De seguida, o empresário lamenta a situação vivida na empresa e refere a reunião que vai ter lugar na manhã do dia seguinte com os trabalhadores. “Muito bem senhor ministro. Olhe, lamento imenso que não tenhamos chegado a uma conclusão, e lamento imenso que amanhã às 9h30 da manhã [de quinta-feira, 4 de março] não tenha uma solução para dar aos trabalhadores. E lamento imenso todo o impacto mediático e negativo que isto vai ter para a minha pessoa, para a sua, para o Estado português, e para o Governo português”.

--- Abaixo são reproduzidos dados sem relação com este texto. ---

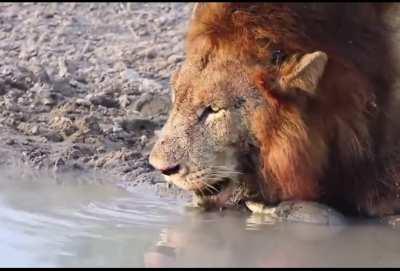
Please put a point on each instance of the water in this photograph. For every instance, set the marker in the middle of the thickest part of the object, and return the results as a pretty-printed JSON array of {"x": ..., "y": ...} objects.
[{"x": 79, "y": 221}]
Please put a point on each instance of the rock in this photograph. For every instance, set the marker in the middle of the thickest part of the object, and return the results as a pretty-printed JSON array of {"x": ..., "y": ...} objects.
[
  {"x": 134, "y": 124},
  {"x": 151, "y": 104},
  {"x": 103, "y": 100},
  {"x": 124, "y": 101}
]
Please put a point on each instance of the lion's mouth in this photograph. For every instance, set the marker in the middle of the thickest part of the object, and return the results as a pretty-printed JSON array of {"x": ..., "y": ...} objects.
[{"x": 224, "y": 193}]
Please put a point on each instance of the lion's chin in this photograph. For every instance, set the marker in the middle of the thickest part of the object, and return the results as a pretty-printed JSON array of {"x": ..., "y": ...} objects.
[{"x": 227, "y": 194}]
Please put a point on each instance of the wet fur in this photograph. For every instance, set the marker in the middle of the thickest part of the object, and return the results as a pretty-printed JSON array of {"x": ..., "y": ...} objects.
[{"x": 337, "y": 147}]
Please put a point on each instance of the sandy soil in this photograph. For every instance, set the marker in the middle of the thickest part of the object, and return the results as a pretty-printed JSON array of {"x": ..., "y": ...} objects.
[{"x": 86, "y": 85}]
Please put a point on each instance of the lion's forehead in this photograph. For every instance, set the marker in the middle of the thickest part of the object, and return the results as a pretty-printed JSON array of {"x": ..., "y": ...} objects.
[{"x": 217, "y": 83}]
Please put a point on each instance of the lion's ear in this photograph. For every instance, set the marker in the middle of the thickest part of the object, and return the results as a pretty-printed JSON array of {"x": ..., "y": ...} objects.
[{"x": 305, "y": 73}]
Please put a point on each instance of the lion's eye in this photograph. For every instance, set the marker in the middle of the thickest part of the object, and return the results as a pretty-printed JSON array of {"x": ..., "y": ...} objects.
[
  {"x": 277, "y": 57},
  {"x": 203, "y": 113}
]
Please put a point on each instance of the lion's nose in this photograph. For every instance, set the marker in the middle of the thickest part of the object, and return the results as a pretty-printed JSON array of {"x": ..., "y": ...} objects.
[{"x": 170, "y": 170}]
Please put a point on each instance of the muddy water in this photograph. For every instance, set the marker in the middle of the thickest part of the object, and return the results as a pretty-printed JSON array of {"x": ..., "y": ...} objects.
[{"x": 85, "y": 221}]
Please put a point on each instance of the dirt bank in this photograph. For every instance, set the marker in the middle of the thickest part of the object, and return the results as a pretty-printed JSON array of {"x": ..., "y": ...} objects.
[{"x": 85, "y": 85}]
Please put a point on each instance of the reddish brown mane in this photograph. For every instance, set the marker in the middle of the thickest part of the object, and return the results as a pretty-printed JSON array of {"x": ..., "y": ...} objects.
[{"x": 330, "y": 152}]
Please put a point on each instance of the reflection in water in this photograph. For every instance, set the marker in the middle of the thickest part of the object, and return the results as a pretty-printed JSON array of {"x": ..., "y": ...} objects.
[
  {"x": 84, "y": 221},
  {"x": 231, "y": 241}
]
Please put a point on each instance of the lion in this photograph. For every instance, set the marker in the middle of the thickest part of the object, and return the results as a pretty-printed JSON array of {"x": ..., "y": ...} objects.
[{"x": 285, "y": 102}]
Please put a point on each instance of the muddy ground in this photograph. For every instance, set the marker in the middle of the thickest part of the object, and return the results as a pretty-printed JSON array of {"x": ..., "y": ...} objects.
[{"x": 85, "y": 86}]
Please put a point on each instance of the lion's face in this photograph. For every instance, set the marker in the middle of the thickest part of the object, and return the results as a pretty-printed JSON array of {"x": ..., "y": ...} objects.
[
  {"x": 221, "y": 111},
  {"x": 203, "y": 143}
]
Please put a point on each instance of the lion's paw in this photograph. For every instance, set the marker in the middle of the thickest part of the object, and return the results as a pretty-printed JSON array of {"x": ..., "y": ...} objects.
[{"x": 299, "y": 211}]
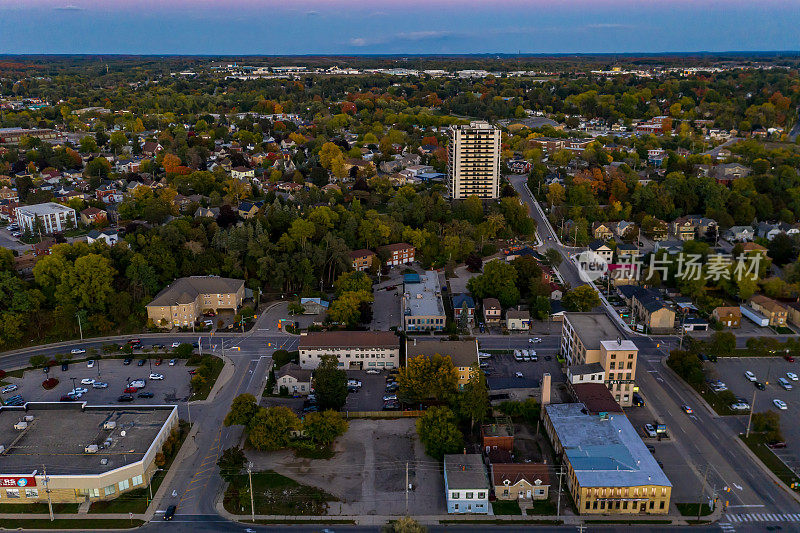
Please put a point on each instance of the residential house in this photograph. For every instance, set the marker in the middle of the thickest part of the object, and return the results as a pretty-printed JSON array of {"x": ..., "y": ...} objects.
[
  {"x": 463, "y": 354},
  {"x": 466, "y": 484},
  {"x": 518, "y": 320},
  {"x": 186, "y": 299},
  {"x": 397, "y": 254},
  {"x": 355, "y": 350},
  {"x": 774, "y": 311},
  {"x": 497, "y": 436},
  {"x": 602, "y": 230},
  {"x": 521, "y": 481},
  {"x": 294, "y": 379},
  {"x": 361, "y": 260},
  {"x": 463, "y": 302},
  {"x": 492, "y": 311},
  {"x": 314, "y": 306}
]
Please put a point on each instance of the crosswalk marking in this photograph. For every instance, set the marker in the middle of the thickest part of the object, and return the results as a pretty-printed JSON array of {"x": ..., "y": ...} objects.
[{"x": 762, "y": 517}]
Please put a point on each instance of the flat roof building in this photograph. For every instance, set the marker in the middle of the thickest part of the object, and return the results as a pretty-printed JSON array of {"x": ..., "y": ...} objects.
[
  {"x": 422, "y": 305},
  {"x": 473, "y": 161},
  {"x": 609, "y": 468},
  {"x": 360, "y": 350},
  {"x": 593, "y": 338},
  {"x": 90, "y": 452}
]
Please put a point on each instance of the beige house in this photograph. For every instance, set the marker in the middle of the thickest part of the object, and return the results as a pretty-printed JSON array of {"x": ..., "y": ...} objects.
[
  {"x": 593, "y": 338},
  {"x": 295, "y": 379},
  {"x": 775, "y": 312},
  {"x": 186, "y": 299},
  {"x": 521, "y": 481}
]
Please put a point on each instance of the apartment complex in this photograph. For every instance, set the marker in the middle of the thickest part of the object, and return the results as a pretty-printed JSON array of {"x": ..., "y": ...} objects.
[
  {"x": 473, "y": 161},
  {"x": 609, "y": 468},
  {"x": 91, "y": 453},
  {"x": 360, "y": 350},
  {"x": 593, "y": 338},
  {"x": 463, "y": 354},
  {"x": 48, "y": 217},
  {"x": 186, "y": 299},
  {"x": 422, "y": 306}
]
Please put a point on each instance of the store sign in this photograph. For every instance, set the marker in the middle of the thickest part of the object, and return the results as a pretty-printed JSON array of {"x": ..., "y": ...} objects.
[{"x": 28, "y": 481}]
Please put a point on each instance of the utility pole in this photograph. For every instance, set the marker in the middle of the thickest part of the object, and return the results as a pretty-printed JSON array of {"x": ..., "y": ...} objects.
[
  {"x": 702, "y": 491},
  {"x": 47, "y": 490},
  {"x": 406, "y": 488},
  {"x": 252, "y": 503},
  {"x": 750, "y": 416}
]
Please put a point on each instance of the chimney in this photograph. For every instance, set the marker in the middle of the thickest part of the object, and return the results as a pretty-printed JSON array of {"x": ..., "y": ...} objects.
[{"x": 545, "y": 400}]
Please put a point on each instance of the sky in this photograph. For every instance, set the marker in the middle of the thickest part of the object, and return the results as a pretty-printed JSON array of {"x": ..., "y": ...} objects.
[{"x": 284, "y": 27}]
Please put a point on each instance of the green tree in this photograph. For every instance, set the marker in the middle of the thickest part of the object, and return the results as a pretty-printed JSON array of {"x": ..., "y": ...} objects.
[
  {"x": 324, "y": 427},
  {"x": 439, "y": 433},
  {"x": 425, "y": 379},
  {"x": 243, "y": 409},
  {"x": 581, "y": 298},
  {"x": 330, "y": 383},
  {"x": 271, "y": 428}
]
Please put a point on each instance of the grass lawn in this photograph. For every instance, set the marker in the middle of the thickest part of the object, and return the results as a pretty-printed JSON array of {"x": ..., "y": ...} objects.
[
  {"x": 690, "y": 509},
  {"x": 542, "y": 508},
  {"x": 216, "y": 367},
  {"x": 759, "y": 447},
  {"x": 38, "y": 508},
  {"x": 275, "y": 495},
  {"x": 501, "y": 507},
  {"x": 136, "y": 501},
  {"x": 68, "y": 523}
]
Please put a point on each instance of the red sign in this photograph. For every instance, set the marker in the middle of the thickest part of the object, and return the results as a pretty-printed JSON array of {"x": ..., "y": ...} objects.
[{"x": 19, "y": 482}]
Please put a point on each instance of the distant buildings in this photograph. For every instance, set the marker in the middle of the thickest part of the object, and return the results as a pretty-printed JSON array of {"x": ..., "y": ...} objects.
[
  {"x": 473, "y": 166},
  {"x": 593, "y": 338},
  {"x": 49, "y": 217},
  {"x": 421, "y": 305},
  {"x": 360, "y": 350},
  {"x": 609, "y": 468},
  {"x": 186, "y": 299}
]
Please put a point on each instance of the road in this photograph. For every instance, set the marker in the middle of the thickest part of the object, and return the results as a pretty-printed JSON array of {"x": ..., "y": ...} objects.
[{"x": 707, "y": 443}]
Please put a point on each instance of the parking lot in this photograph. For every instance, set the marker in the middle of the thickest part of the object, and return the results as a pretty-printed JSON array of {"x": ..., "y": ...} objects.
[
  {"x": 501, "y": 370},
  {"x": 767, "y": 370},
  {"x": 173, "y": 388}
]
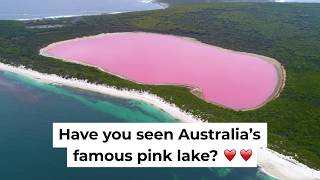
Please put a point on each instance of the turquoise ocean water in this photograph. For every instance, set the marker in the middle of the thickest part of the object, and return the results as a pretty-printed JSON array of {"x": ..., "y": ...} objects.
[
  {"x": 27, "y": 110},
  {"x": 30, "y": 9}
]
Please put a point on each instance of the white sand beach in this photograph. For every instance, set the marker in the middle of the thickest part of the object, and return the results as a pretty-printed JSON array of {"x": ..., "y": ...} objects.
[{"x": 270, "y": 162}]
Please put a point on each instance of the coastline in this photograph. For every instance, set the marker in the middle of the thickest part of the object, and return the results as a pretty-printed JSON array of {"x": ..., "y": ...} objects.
[
  {"x": 270, "y": 162},
  {"x": 277, "y": 65},
  {"x": 162, "y": 6}
]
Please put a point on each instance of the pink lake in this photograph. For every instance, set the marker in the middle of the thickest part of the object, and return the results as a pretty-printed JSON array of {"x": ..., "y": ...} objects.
[{"x": 227, "y": 78}]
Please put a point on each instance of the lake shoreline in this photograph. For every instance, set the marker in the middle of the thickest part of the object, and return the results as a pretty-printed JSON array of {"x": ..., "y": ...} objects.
[
  {"x": 281, "y": 79},
  {"x": 270, "y": 162}
]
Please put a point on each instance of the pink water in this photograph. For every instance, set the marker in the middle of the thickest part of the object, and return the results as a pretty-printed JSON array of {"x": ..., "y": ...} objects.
[{"x": 227, "y": 78}]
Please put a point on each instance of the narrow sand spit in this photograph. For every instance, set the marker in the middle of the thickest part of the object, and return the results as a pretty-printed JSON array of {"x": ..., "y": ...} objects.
[
  {"x": 270, "y": 162},
  {"x": 194, "y": 90}
]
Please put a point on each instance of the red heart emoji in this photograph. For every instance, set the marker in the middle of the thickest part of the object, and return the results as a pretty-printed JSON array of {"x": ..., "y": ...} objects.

“Nao vejo mais solução nenhuma. Tentei encontrar aqui as soluções possíveis e imaginárias para eu também ter algumas garantias, para ter uma garantia que, se houver um atraso, como já se verificou, um atraso de oito meses entre a nossa primeira conversa (…) e nada foi conseguido. Não acredito que em menos de seis meses consigamos desbloquear o Banco de Fomento, sinceramente não acredito”.

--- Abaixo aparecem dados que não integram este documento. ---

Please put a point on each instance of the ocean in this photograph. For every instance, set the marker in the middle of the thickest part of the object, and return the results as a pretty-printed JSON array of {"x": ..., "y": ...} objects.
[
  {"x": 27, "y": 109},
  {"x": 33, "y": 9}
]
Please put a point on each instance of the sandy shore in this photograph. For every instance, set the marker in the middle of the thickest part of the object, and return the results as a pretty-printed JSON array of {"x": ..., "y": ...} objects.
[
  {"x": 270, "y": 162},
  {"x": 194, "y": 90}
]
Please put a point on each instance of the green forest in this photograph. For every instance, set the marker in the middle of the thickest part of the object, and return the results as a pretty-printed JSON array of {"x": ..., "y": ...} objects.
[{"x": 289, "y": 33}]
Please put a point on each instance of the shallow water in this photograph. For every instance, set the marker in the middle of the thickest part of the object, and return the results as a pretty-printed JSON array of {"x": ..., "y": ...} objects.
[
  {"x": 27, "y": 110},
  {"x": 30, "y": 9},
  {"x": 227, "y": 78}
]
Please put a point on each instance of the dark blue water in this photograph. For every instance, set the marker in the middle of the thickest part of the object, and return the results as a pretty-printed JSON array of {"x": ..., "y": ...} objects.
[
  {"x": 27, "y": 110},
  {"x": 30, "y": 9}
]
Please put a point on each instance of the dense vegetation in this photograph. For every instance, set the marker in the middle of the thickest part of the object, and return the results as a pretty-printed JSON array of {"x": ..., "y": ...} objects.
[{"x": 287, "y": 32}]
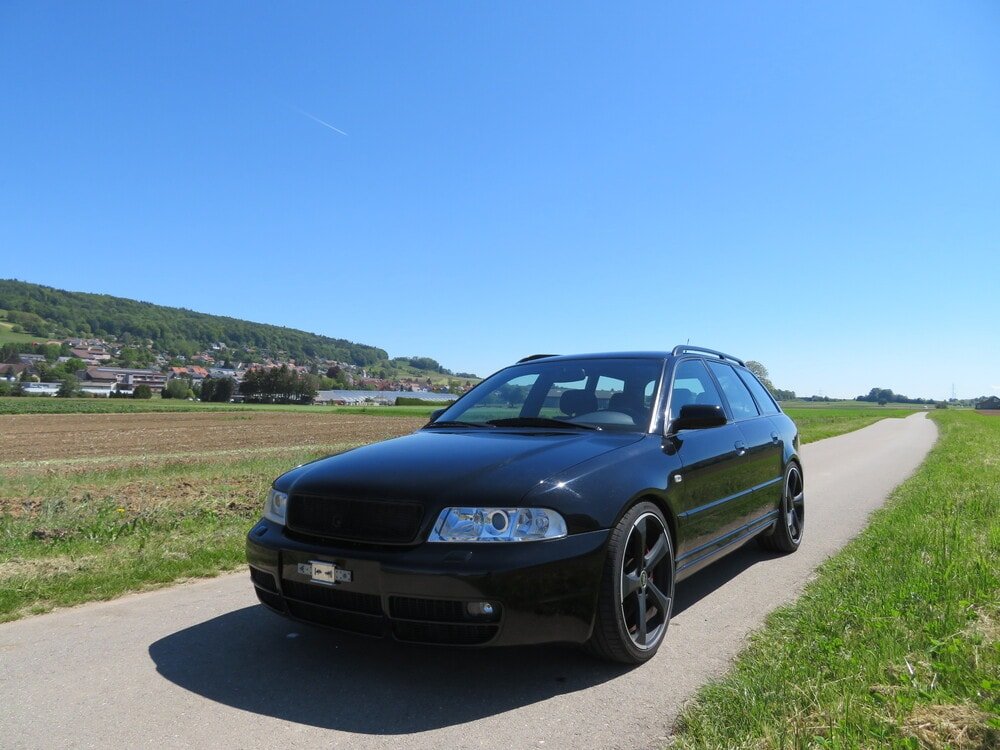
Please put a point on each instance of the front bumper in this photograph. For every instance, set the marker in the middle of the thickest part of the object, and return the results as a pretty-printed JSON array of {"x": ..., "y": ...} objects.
[{"x": 541, "y": 591}]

O áudio termina logo a seguir, não sem antes o empresário reconhecer a dificuldade vivida na Groundforce: “Temos aqui um problema sério para resolver”.

Contactado pelo JE, o empresário não fez comentários à apresentação da queixa crime pelo ministro contra si.

No dia seguinte a esta gravação, o ministro das Infraestruturas realizou uma conferência de imprensa no seu ministério para dar conta que a TAP não podia avançar com o empréstimo de dois milhões de euros pedido pela Groundforce pois Alfredo Casimiro não estava disposto a entregar como garantia as suas ações da empresa.

“Obviamente que a TAP não aceitaria que, caso fosse executada a garantia, as ações não tivessem qualquer consequência. As ações passavam para a TAP, mas não significavam nada. A TAP não pode aceitar uma situação destas. Não podemos expor a TAP sem garantias”, disse Pedro Nuno Santos em conferência de imprensa na quinta-feira à noite, 4 de março.

Já a 8 de março, a tutela de Pedro Nuno Santos disse que “não foi possível chegar a acordo porque Alfredo Casimiro disse que não tem as ações para dar como penhor”, segundo revelou na ocasião fonte oficial do ministério ao JE. O empresário terá dado estas ações como garantia noutro empréstimo bancário impossibilitando o seu uso neste empréstimo, apurou o JE.

Segundo revelou a SIC Notícias esta semana, parte das ações da Pasogal foram entregues ao Novo Banco como garantia em 2016 quando vários credores reclamaram 44,2 milhões de euros ao grupo Urbanos, detido por Alfredo Casimiro, empresa de mudanças que se encontra em Processo Especial de Revitalização. Já o Expresso avançou que uma parte das ações foi dada como penhor ao Montepio.

Já os trabalhadores da Groundforce têm realizado diversas manifestações por todo o país. Na quarta-feira, protestaram em frente à residência oficial do primeiro-ministro em Lisboa, defendendo a nacionalização da companhia para ultrapassar a difícil situação financeira da empresa.

“Consideramos que a única solução para segurar a empresa e salvaguardar os postos de trabalho é a nacionalização, sendo que só o primeiro-ministro poderá resolver a situação”, segundo um comunicado da comissão de trabalhadores (CT) da empresa divulgado esta semana.